Executive Director of the organisation, Dr. Richard Olumide Oyefeso, a United States(US)- based paediatrician in a chat with our Health and Wellbeing decried the alarming rate of neonatal deaths due to preventable causes, stressing that improving the skills of birth attendants would have a direct impact on infant mortality in the country.
According to him, “statistics show that more than 700 babies die in Nigeria every day, of which many of these deaths can be prevented with a large percentage happening because of birth asphyxia. Unfortunately, this is the third highest infant mortality rate in the world and the only countries ahead are India and china but we understand that these countries have excess population of over a billion people while Nigerian population is an average of 180million people. So there is no reason why we should have such a high infant mortality rate.
“It is clear that the level of skill of our birth attendants needs to be improved, more than 60 per cent of Nigerian women deliver outside the hospital, and there is no health insurance available. Many of the health care providers that care for them meet a basic need but clearly, their capacity and skill level have to be improved.

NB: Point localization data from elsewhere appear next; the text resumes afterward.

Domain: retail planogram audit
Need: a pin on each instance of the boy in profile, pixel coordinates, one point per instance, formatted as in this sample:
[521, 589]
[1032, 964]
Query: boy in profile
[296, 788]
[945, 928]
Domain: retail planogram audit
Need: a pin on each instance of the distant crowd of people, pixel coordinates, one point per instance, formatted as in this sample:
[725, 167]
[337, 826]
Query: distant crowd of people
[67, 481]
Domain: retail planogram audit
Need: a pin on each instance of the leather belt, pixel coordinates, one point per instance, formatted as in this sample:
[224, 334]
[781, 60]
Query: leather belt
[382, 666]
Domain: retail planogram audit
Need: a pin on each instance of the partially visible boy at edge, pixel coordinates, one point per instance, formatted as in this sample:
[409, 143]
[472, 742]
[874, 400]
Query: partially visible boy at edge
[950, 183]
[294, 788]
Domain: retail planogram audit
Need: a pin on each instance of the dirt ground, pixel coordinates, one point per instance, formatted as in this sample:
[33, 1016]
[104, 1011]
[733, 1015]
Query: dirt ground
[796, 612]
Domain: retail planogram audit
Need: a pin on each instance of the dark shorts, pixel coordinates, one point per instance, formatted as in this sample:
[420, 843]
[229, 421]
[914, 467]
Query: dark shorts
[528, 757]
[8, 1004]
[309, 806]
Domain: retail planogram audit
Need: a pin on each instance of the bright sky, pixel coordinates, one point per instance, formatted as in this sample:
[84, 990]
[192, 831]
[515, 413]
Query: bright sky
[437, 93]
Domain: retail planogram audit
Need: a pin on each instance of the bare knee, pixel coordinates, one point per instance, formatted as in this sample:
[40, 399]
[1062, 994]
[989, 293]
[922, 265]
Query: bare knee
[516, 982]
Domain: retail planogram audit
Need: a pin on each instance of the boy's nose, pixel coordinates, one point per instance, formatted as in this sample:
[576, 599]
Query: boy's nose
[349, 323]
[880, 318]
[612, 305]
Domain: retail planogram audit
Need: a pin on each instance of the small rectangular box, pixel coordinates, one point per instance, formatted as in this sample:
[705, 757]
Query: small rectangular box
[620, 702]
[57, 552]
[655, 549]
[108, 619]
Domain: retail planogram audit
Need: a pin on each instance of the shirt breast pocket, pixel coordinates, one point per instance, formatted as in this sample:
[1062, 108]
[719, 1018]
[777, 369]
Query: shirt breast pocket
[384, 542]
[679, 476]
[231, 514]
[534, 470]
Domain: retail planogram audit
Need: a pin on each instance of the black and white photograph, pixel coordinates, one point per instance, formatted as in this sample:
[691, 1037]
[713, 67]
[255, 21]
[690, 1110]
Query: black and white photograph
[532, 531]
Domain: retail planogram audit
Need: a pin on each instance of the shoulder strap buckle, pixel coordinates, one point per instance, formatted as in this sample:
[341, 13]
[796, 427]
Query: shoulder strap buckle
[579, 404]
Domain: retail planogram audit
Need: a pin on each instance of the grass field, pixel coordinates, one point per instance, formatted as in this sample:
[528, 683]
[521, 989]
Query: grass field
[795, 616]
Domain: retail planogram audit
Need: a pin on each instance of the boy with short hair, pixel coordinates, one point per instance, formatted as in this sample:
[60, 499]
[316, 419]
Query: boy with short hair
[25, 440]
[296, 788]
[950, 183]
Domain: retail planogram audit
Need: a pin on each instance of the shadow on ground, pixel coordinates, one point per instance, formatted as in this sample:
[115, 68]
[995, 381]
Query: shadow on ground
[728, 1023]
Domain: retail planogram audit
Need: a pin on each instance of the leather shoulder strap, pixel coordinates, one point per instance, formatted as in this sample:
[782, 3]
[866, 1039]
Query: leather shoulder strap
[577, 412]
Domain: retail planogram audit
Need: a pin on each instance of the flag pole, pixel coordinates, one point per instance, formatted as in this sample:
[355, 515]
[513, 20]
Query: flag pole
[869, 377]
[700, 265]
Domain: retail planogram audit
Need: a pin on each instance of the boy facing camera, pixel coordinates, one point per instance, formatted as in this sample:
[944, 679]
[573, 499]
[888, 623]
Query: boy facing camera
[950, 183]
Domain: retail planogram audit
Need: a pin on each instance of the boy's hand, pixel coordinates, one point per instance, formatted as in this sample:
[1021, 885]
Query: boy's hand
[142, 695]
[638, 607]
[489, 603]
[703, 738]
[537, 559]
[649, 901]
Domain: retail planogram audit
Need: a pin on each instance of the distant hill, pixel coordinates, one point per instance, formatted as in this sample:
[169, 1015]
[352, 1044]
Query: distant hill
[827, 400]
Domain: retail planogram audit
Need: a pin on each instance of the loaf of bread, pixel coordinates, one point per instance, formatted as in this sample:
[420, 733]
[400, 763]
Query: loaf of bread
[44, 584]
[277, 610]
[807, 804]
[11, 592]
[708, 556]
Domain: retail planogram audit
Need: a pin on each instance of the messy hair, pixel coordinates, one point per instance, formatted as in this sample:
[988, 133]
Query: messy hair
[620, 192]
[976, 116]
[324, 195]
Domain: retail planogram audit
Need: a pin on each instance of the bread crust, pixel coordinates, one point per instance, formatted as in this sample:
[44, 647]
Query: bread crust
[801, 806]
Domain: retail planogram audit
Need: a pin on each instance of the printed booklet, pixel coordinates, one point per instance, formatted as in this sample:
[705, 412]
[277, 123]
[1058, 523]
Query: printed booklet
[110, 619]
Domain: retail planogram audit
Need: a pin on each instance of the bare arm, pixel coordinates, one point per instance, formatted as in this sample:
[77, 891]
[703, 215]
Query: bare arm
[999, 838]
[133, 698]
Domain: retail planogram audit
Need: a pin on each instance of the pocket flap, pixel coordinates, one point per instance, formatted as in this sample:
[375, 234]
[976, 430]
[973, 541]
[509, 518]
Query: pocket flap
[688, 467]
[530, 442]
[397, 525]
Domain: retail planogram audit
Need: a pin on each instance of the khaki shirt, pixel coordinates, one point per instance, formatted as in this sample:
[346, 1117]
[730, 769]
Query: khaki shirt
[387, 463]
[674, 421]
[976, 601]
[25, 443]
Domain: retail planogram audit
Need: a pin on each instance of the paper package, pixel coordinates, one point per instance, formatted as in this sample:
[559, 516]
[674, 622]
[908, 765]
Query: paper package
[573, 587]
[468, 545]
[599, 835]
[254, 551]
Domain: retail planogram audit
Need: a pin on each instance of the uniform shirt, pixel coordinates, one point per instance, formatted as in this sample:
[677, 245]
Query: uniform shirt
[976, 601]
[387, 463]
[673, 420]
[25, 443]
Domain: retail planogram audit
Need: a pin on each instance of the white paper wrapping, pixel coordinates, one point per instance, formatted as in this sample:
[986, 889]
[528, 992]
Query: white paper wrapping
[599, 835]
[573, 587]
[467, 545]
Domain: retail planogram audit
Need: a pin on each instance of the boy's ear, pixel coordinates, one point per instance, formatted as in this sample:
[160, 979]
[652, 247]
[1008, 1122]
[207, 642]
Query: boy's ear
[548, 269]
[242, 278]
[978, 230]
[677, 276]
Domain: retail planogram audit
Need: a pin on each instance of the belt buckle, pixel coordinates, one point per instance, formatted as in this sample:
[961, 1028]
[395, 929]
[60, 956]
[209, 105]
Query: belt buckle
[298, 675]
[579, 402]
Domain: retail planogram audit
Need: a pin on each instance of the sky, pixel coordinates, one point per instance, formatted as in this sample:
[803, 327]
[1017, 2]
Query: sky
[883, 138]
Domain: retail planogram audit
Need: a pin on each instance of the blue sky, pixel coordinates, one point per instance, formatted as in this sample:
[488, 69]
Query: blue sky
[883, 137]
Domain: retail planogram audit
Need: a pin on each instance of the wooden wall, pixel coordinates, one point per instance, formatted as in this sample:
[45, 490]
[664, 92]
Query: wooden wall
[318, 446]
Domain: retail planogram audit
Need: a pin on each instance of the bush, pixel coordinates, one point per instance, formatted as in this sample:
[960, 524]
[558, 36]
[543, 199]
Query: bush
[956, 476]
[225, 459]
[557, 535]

“So, one goal of our organisation is focused on human capacity development, we know that certainly, by improving the skill level of the providers, there will be a direct impact and infant mortality will reduce.
On why the focus was on care givers, Oyefeso said, “we have embraced a programme called “Helping babies breathe.” It is a programme developed by a collaboration between the American Academy of Paediatrics, WHO, and a host of other bodies. They came together and developed this programme that trains health care providers in basic neonatal resuscitation skills.
The US-based paediatrician said, “through this programme, we teach them on steps to take if a baby is not breathing, safe practices on new born care, appropriate strategies for referral as well as identifying red flags for timely health intervention.”
He noted that, they have seen a significant value in this programme. “It is simple, measurable and achievable and the uptake among the providers has been quite encouraging.” Though frustrated by the attitude of the government, inspite of that, Oyefeso said, “we feel it is our responsibility and the responsibility of other Nigerians to do their part.”
4breath4life, though the initiator relied on other local partnership to carry out the mission and partnering with them this time was Sheba Centre which provided the venue and other logistics.
Mrs. Lara Adelusi, MD/CEO, Sheba Centre, a former course mate of. Oyefeso said she has always been into humanitarian works and when she had the opportunity to be a part of this health mission, she grabbed it, stressing that her life is all about impacting.
Oyefeso on his part said the training programme has been on-going for years and so far, his organisation has trained over 600 providers and is hoping to train more as they get more resources, access, cooperation and collaboration.